Q4 : Le home-trainer et la sortie en extérieur peuvent-ils se remplacer mutuellement ?
Le home-trainer (comme les rouleaux intelligents Shimano) a l’avantage d’un « contrôle précis de l’intensité », particulièrement adapté aux intervalles ; l’extérieur reste irremplaçable pour la maniabilité, la gestion de l’allure et le mental. L’idéal est de les rendre complémentaires, plutôt que de choisir l’un ou l’autre.

Conclusion

Revenons au cœur de cet article : le « guide complet du home-trainer » n’est ni un plan magique, ni un équipement coûteux, mais une véritable philosophie à long terme : « comprendre les principes → quantifier l’état actuel → exécuter de manière structurée → exploiter les retours de données → ajuster en continu ». La prochaine fois que vous gravirez la longue montée du mont Yangming, j’espère que vous ne vous contenterez plus de pousser sur la seule volonté, mais que vous saurez précisément quel système énergétique vous travaillez, pourquoi vous gérez votre allure ainsi, et comment cette séance s’insère dans la feuille de route de toute votre saison.
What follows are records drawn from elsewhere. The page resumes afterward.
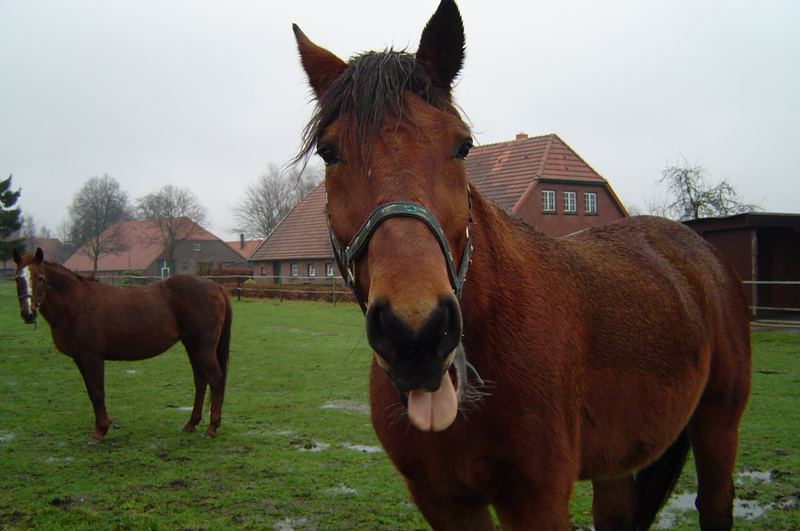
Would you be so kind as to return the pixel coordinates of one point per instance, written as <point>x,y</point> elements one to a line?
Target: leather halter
<point>346,256</point>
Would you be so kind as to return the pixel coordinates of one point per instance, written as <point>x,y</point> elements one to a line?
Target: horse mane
<point>372,86</point>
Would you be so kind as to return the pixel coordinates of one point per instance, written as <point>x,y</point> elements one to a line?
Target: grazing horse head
<point>398,203</point>
<point>31,283</point>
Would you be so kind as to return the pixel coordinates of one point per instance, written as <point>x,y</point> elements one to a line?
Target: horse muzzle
<point>421,364</point>
<point>29,317</point>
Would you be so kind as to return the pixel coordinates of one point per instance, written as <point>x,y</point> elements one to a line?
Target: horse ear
<point>321,66</point>
<point>441,47</point>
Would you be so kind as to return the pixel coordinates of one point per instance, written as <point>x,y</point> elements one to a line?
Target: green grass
<point>287,361</point>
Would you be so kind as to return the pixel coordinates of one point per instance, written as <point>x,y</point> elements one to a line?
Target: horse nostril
<point>386,333</point>
<point>414,359</point>
<point>441,331</point>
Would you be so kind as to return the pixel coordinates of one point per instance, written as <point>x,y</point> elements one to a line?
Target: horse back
<point>667,326</point>
<point>141,322</point>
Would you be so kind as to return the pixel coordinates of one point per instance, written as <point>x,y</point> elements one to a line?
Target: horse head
<point>30,283</point>
<point>398,203</point>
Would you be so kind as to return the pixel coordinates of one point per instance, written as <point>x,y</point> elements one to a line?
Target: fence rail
<point>333,289</point>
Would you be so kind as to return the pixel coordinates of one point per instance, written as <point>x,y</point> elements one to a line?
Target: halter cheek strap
<point>346,256</point>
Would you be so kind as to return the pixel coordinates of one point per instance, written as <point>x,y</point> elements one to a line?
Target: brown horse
<point>605,354</point>
<point>92,322</point>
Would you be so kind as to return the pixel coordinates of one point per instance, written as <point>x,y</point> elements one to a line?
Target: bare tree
<point>10,220</point>
<point>272,196</point>
<point>94,213</point>
<point>33,232</point>
<point>693,197</point>
<point>174,211</point>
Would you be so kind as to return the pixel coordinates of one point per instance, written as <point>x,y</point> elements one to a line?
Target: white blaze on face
<point>25,278</point>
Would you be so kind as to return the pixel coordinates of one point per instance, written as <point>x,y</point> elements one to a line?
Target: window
<point>569,203</point>
<point>589,203</point>
<point>548,201</point>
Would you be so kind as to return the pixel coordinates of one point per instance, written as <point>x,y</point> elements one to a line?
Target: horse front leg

L’entraînement est un dialogue de long terme avec soi-même. Puissiez-vous, sur chaque route de Taïwan, rouler plus intelligemment, plus sainement et plus vite. Avant de sortir, posez-vous d’abord cette question : « Quel est l’objectif de cette sortie aujourd’hui ? » Si vous pouvez y répondre clairement, vous avez déjà surpassé la majorité des cyclistes.


Cet article est un partage de connaissances sur l’entraînement ; tout plan individuel doit être adapté en fonction de sa condition physique, de son état de santé et des recommandations d’un entraîneur professionnel. En cas de maladie cardiovasculaire ou de blessure ancienne, consultez un médecin avant d’entamer tout entraînement à haute intensité.